Monday, June 16, 2014 -- Sarah Wallach

Working to differentiate instruction in a multi-ability, multilingual classroom can be a juggling act. Implementing some key strategies to reach students is vital to helping them learn and grow. Consider the following as you look to meet the needs of your English language learners:

1.   Provide a structured environment with regular procedures and expectations.

Simple things like a predictable morning routine, defined procedures for putting away classroom supplies, and designated times for turning in homework are important for so many reasons, but they can really provide a safe foundation for English language learners. If you can do anything more to further refine your classroom procedures, it can be even more beneficial to ELLs as they work to find their rhythm with the rest of the classroom.

2.   Develop nonverbal cues for routine activities.

When appropriate, and sometimes this can vary depending on the age or your students, nonverbal cues in particular can help with providing a structured environment for ELLs. These cues may even help support their acquisition of the language you use when you give your classroom direction to do simple tasks during the day. When you’re trying to get their attention, asking students to line up, or even signaling that it’s time to clean up the room and pack up for the day, be on the lookout for any signals that will help your ELLs be able to follow along with any transitions to new activities.

3. Encourage native English speakers to support their classmates.

Native English-speaking peers can be a very beneficial support system for their ELL classmates when they understand and encourage ELLs facing different challenges. You can help students understand how different people often have different needs when they are learning, and this sometimes includes learning a new language. Also, it may be useful to point out that acquiring a new language, though difficult, can be a very beneficial skill because it means one can communicate with more people.

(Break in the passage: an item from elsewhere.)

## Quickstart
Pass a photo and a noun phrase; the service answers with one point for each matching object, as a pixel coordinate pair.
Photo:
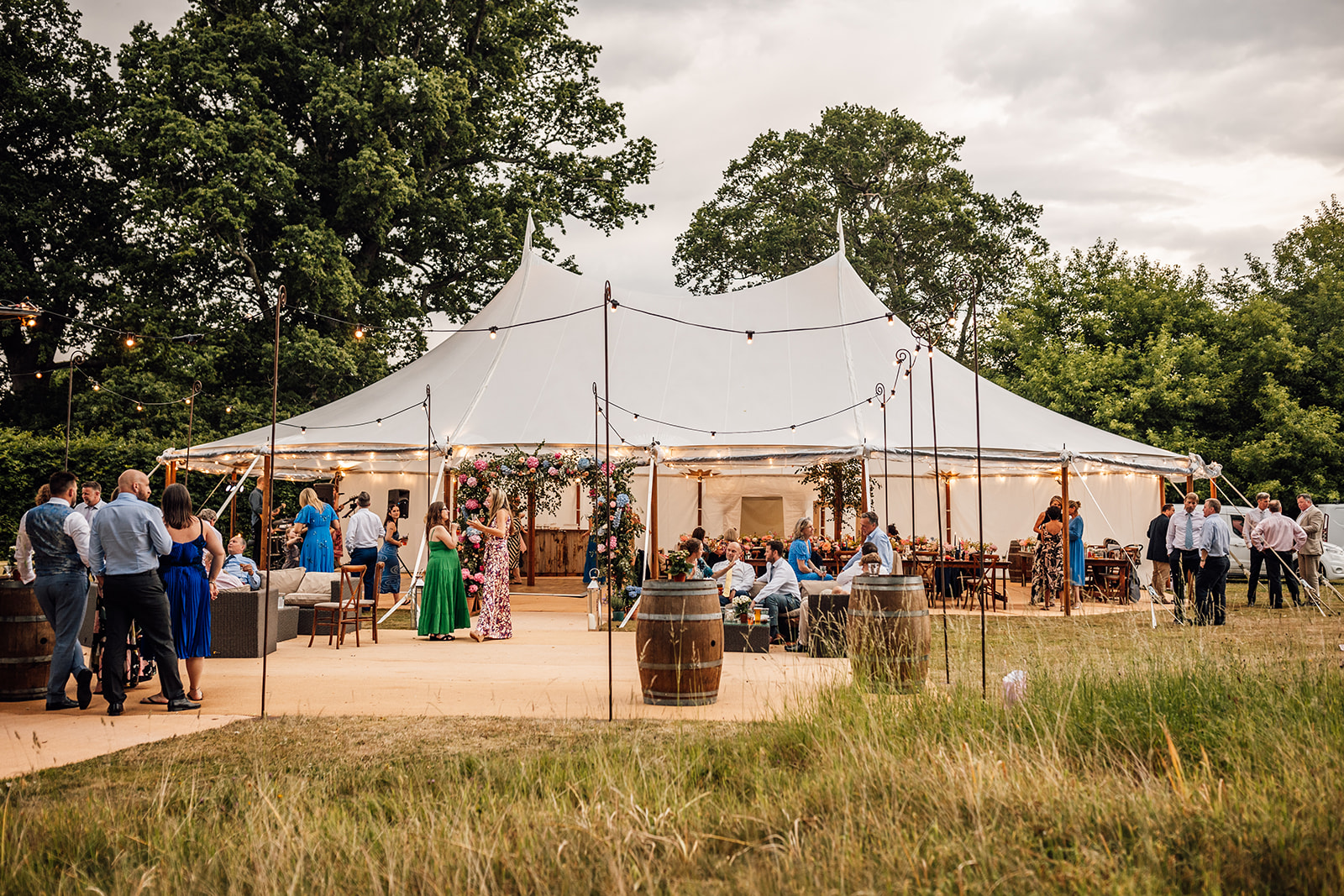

4. Identify unique ways to build student confidence in a group setting.

When working in groups, assign tasks to ELLs that they will feel comfortable doing. These tasks will vary based on the proficiency level of the ELLs, but it is important for them to feel they are contributing to the group. Make ELLs the” Materials Gatherers” or “Task Masters.” As their proficiency increases, they will be able to take on different roles. The key here is to give ELLs a task appropriate for their ability, increase their confidence, and make them feel like a contributor. Ensure they fully understand what the task is, which may include having a conversation with them in advance so they feel comfortable with their role.

5. Never forget the power of pictures.

We all know that pictures are worth a thousand words, but it's sometimes easy to forget that they are also the most basic way to engage your students in what they are learning. There may be some extra effort required to come up with creative ways to illustrate what you’re teaching, but images can be a very powerful way to make sure your message gets across and helps your ELLs build their skills.